The Baha Mar expansion fits squarely within this model. Designed by internationally renowned architectural firm Foster + Partners, the project is positioned not just as a hotel, but as a premium residential and investment destination. Owners gain access to an established ecosystem that includes the Caribbean’s largest casino, luxury retail, championship golf, and more than 45 restaurants and lounges.

This model aligns with a broader global trend: the migration of capital into lifestyle jurisdictions.

In an era defined by geopolitical uncertainty, rising taxes in traditional wealth centers, and increasing interest in residency and citizenship mobility, wealthy individuals are diversifying geographically. The Caribbean, with its political stability, proximity to North America, and established financial frameworks, has emerged as a preferred destination.

The Bahamas, in particular, has strengthened its position through infrastructure investment, financial services sophistication, and its appeal as both a tourism and financial jurisdiction.

Bahamas Prime Minister Philip Davis underscored the significance of the expansion, describing the investment as a signal of confidence in the country’s economic future. “It is a signal to the world that our economy is steady, our tourism sector is growing, and our country is moving in the right direction,” he said.

Yet, the implications extend beyond tourism metrics.

Luxury developments increasingly function as anchors for broader economic ecosystems. They generate construction employment, permanent hospitality jobs, and demand for local suppliers—from farmers and fishermen to logistics providers and professional services. Baha Mar alone already employs more than 5,300 Bahamians, with an additional 1,400 positions expected once the new expansion is complete.

But perhaps more importantly, such developments reshape how the Caribbean is perceived globally.

Historically marketed primarily as a leisure destination, the region is now also being positioned as a place of long-term presence. Ownership, not just visitation, is becoming central. This transition enhances economic resilience by diversifying revenue streams beyond seasonal tourism cycles.

It also reflects the Caribbean’s integration into global capital flows.
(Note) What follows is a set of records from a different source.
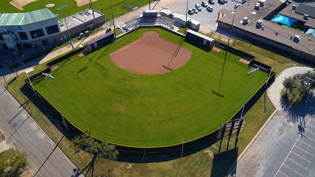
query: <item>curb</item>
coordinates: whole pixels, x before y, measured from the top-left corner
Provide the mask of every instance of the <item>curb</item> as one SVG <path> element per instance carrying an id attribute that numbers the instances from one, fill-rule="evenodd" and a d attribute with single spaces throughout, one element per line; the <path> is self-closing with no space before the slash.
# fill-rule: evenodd
<path id="1" fill-rule="evenodd" d="M 240 154 L 238 157 L 237 157 L 237 162 L 238 162 L 240 160 L 240 159 L 242 158 L 242 156 L 244 154 L 244 153 L 245 153 L 245 152 L 246 152 L 246 151 L 247 151 L 247 149 L 250 148 L 251 146 L 252 146 L 252 144 L 254 142 L 254 141 L 256 140 L 256 138 L 257 138 L 257 137 L 260 134 L 260 132 L 261 132 L 261 131 L 262 131 L 262 130 L 264 128 L 265 128 L 265 127 L 266 126 L 266 125 L 267 125 L 267 124 L 269 122 L 269 121 L 270 121 L 271 118 L 274 117 L 276 113 L 277 113 L 277 112 L 278 112 L 278 110 L 276 109 L 276 110 L 274 111 L 274 112 L 271 114 L 271 115 L 270 115 L 270 116 L 269 117 L 269 118 L 268 118 L 268 119 L 267 120 L 267 121 L 266 121 L 266 122 L 263 124 L 263 125 L 262 125 L 261 128 L 260 128 L 260 129 L 259 129 L 259 131 L 258 131 L 258 132 L 256 133 L 256 135 L 255 135 L 255 136 L 254 136 L 253 138 L 252 138 L 252 141 L 251 141 L 250 143 L 249 143 L 249 144 L 247 145 L 247 146 L 246 146 L 246 148 L 245 148 L 243 150 L 241 154 Z"/>

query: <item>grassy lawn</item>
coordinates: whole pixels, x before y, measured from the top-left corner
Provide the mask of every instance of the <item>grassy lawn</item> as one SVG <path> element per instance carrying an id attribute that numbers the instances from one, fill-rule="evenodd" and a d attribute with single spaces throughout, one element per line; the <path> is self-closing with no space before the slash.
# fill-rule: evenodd
<path id="1" fill-rule="evenodd" d="M 0 1 L 0 13 L 30 12 L 46 8 L 45 6 L 46 4 L 52 3 L 52 1 L 49 0 L 37 0 L 25 5 L 23 7 L 24 10 L 21 11 L 9 3 L 11 1 L 12 1 L 12 0 L 3 0 Z M 77 6 L 77 3 L 75 0 L 67 0 L 66 3 L 65 3 L 64 0 L 54 0 L 53 2 L 55 4 L 55 6 L 49 8 L 49 10 L 55 14 L 59 13 L 59 12 L 57 11 L 58 8 L 64 5 L 68 5 L 68 7 L 63 10 L 65 17 L 81 12 L 83 11 L 83 9 L 87 9 L 90 7 L 89 3 L 81 7 L 78 7 Z M 139 1 L 137 0 L 112 0 L 112 3 L 113 4 L 114 18 L 115 18 L 131 10 L 123 6 L 125 4 L 129 4 L 134 6 L 140 7 L 149 3 L 149 1 L 147 0 Z M 95 10 L 100 11 L 101 13 L 105 14 L 105 17 L 110 17 L 109 19 L 112 19 L 112 12 L 110 9 L 109 0 L 98 0 L 93 2 L 93 8 Z M 63 18 L 62 14 L 58 16 L 58 18 L 59 19 Z"/>
<path id="2" fill-rule="evenodd" d="M 250 69 L 237 60 L 226 63 L 220 90 L 224 97 L 212 92 L 218 91 L 223 58 L 193 44 L 183 44 L 192 52 L 185 67 L 162 74 L 131 73 L 111 61 L 109 54 L 141 37 L 148 30 L 152 29 L 139 29 L 51 72 L 57 79 L 50 83 L 65 117 L 83 131 L 91 130 L 98 139 L 140 147 L 180 144 L 183 137 L 190 141 L 231 118 L 243 106 L 238 100 L 245 99 L 248 88 L 244 86 L 251 79 L 246 74 Z M 181 40 L 164 30 L 154 30 L 175 43 Z M 267 75 L 259 71 L 255 76 L 250 95 L 263 84 Z M 42 78 L 33 85 L 57 107 L 46 82 Z"/>
<path id="3" fill-rule="evenodd" d="M 122 39 L 124 39 L 124 38 Z M 263 53 L 259 54 L 264 56 L 263 51 Z M 273 66 L 274 70 L 277 71 L 277 72 L 282 71 L 286 67 L 292 65 L 282 64 L 275 61 L 280 57 L 276 54 L 274 54 L 271 58 L 271 59 L 274 60 L 272 60 L 257 55 L 256 54 L 251 53 L 256 56 L 256 59 Z M 289 60 L 289 59 L 288 59 Z M 35 70 L 29 73 L 29 75 L 31 75 L 37 73 L 45 67 L 45 63 L 37 66 L 34 67 Z M 31 100 L 31 102 L 30 102 L 30 106 L 32 110 L 32 117 L 44 128 L 55 142 L 58 142 L 60 140 L 63 134 L 66 135 L 66 137 L 63 138 L 63 141 L 60 143 L 60 147 L 65 152 L 66 154 L 80 169 L 82 169 L 85 167 L 91 161 L 91 157 L 83 152 L 80 153 L 79 155 L 74 153 L 74 149 L 69 140 L 71 140 L 71 138 L 75 134 L 75 132 L 70 130 L 66 133 L 65 131 L 64 131 L 64 130 L 63 129 L 62 126 L 58 126 L 61 123 L 59 118 L 59 115 L 55 115 L 55 113 L 52 111 L 51 109 L 44 105 L 37 96 L 34 95 L 33 92 L 29 88 L 23 86 L 25 84 L 23 79 L 26 78 L 25 73 L 21 73 L 19 76 L 19 78 L 14 78 L 9 81 L 11 82 L 11 84 L 9 85 L 8 90 L 21 104 L 25 102 L 24 98 L 25 96 L 27 96 L 28 98 Z M 256 77 L 256 75 L 255 77 Z M 12 82 L 12 80 L 14 81 Z M 264 101 L 265 96 L 266 96 L 266 102 Z M 242 99 L 242 102 L 244 101 L 244 98 Z M 265 104 L 266 104 L 266 111 L 264 109 Z M 27 107 L 25 108 L 29 113 L 31 112 Z M 255 104 L 244 115 L 244 117 L 247 118 L 247 120 L 243 131 L 240 135 L 239 142 L 237 144 L 239 154 L 243 151 L 245 147 L 254 136 L 255 133 L 258 131 L 261 125 L 263 124 L 271 113 L 274 110 L 275 108 L 270 103 L 268 96 L 264 94 L 260 97 Z M 56 118 L 56 119 L 53 118 L 54 117 Z M 181 140 L 182 140 L 182 138 Z M 230 148 L 233 148 L 233 140 L 234 138 L 232 137 L 230 141 Z M 223 151 L 225 150 L 226 141 L 226 139 L 223 140 L 221 150 Z M 197 150 L 194 151 L 195 153 L 193 154 L 184 157 L 180 163 L 180 159 L 164 162 L 149 163 L 121 162 L 112 162 L 110 164 L 101 163 L 95 166 L 94 176 L 104 175 L 108 170 L 110 170 L 112 176 L 114 177 L 165 177 L 176 176 L 177 174 L 178 177 L 209 177 L 211 174 L 212 166 L 214 165 L 213 164 L 214 154 L 215 155 L 218 152 L 220 141 L 217 142 L 216 138 L 213 137 L 212 139 L 208 140 L 207 142 L 209 143 L 206 144 L 206 145 L 203 146 L 198 145 L 197 147 L 197 148 L 196 148 Z M 211 143 L 211 142 L 213 143 Z M 185 148 L 184 156 L 187 155 L 186 151 L 187 150 Z M 140 158 L 142 158 L 143 154 L 141 155 L 142 155 Z M 153 158 L 155 157 L 154 154 L 147 154 L 145 156 L 150 155 Z M 172 154 L 170 156 L 173 156 Z M 120 156 L 120 158 L 125 157 L 122 153 L 121 153 Z M 126 156 L 129 158 L 132 157 L 128 155 Z M 167 157 L 167 156 L 166 157 Z M 232 161 L 234 159 L 230 159 L 229 160 Z M 214 165 L 215 165 L 216 162 L 215 161 L 214 163 Z M 219 164 L 219 165 L 220 164 Z M 222 163 L 220 165 L 222 166 L 222 171 L 226 170 L 226 168 L 224 168 L 224 167 L 227 166 L 226 164 Z M 87 176 L 91 176 L 91 173 L 87 174 Z"/>
<path id="4" fill-rule="evenodd" d="M 10 68 L 10 69 L 11 70 L 13 70 L 14 69 L 15 69 L 17 67 L 20 67 L 21 66 L 22 66 L 22 65 L 19 62 L 9 66 L 9 68 Z"/>

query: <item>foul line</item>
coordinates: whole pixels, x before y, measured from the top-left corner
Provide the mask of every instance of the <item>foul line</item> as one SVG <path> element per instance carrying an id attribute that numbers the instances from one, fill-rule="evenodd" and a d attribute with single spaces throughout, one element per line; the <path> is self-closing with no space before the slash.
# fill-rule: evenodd
<path id="1" fill-rule="evenodd" d="M 291 160 L 291 161 L 292 161 L 292 162 L 293 162 L 295 163 L 296 164 L 297 164 L 299 165 L 299 166 L 300 166 L 301 167 L 303 167 L 303 168 L 305 168 L 305 170 L 307 170 L 307 169 L 306 168 L 305 168 L 305 167 L 304 167 L 302 166 L 302 165 L 301 165 L 299 164 L 298 163 L 296 163 L 296 162 L 294 162 L 294 161 L 293 161 L 293 160 L 292 160 L 291 159 L 290 159 L 290 158 L 288 158 L 288 157 L 287 158 L 287 159 L 289 159 L 289 160 Z"/>
<path id="2" fill-rule="evenodd" d="M 299 157 L 300 157 L 302 158 L 302 159 L 304 159 L 304 160 L 306 160 L 307 161 L 309 162 L 309 163 L 311 163 L 311 162 L 310 162 L 310 161 L 308 161 L 308 160 L 306 160 L 306 159 L 304 158 L 303 157 L 302 157 L 300 156 L 300 155 L 298 155 L 298 154 L 296 154 L 294 152 L 293 152 L 293 151 L 292 151 L 292 152 L 292 152 L 292 153 L 294 153 L 294 154 L 295 154 L 295 155 L 296 155 L 298 156 Z"/>
<path id="3" fill-rule="evenodd" d="M 285 167 L 287 167 L 289 169 L 290 169 L 290 170 L 292 170 L 292 171 L 293 171 L 293 172 L 294 172 L 296 173 L 297 174 L 299 174 L 299 175 L 301 175 L 301 176 L 302 176 L 302 177 L 304 177 L 304 176 L 303 176 L 303 175 L 302 175 L 300 174 L 299 173 L 298 173 L 297 171 L 296 171 L 295 170 L 293 170 L 293 169 L 291 169 L 291 168 L 290 168 L 290 167 L 289 167 L 287 166 L 286 165 L 284 165 L 284 166 L 285 166 Z"/>

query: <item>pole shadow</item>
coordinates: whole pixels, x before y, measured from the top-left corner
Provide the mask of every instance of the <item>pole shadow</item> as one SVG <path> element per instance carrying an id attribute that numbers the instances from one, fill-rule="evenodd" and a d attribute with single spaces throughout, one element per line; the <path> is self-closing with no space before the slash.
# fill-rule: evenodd
<path id="1" fill-rule="evenodd" d="M 236 176 L 238 153 L 238 148 L 237 148 L 215 154 L 210 176 Z"/>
Wealth today is increasingly mobile. Investors seek jurisdictions that offer quality of life, asset protection, and global accessibility. High-end resort developments provide precisely that intersection. They offer physical assets tied to globally recognized brands, located in politically stable environments, and embedded within service ecosystems designed for international clientele.

The Caribbean’s appeal is reinforced by geography itself. Located between North and South America, and accessible from major global financial centers, the region occupies a strategic position that combines lifestyle with connectivity.

Critically, this evolution does not eliminate tourism. Rather, it elevates it.

Tourism remains the foundation. But layered atop it is a new economic dimension—one centered on ownership, capital preservation, and global residency patterns. The resort becomes not just a destination, but a node within the architecture of global wealth.

For countries like The Bahamas, this shift offers opportunity – but also responsibility. Managing growth sustainably, ensuring local participation, and balancing foreign investment with national interests will determine how fully the region benefits.

What is clear is that the Caribbean’s economic narrative is expanding.

As cranes rise above Cable Beach and branded residences take shape alongside hotel towers, the message extends beyond Nassau. The Caribbean is no longer simply a place the world visits.

It is increasingly a place the world invests in, lives in, and anchors wealth within.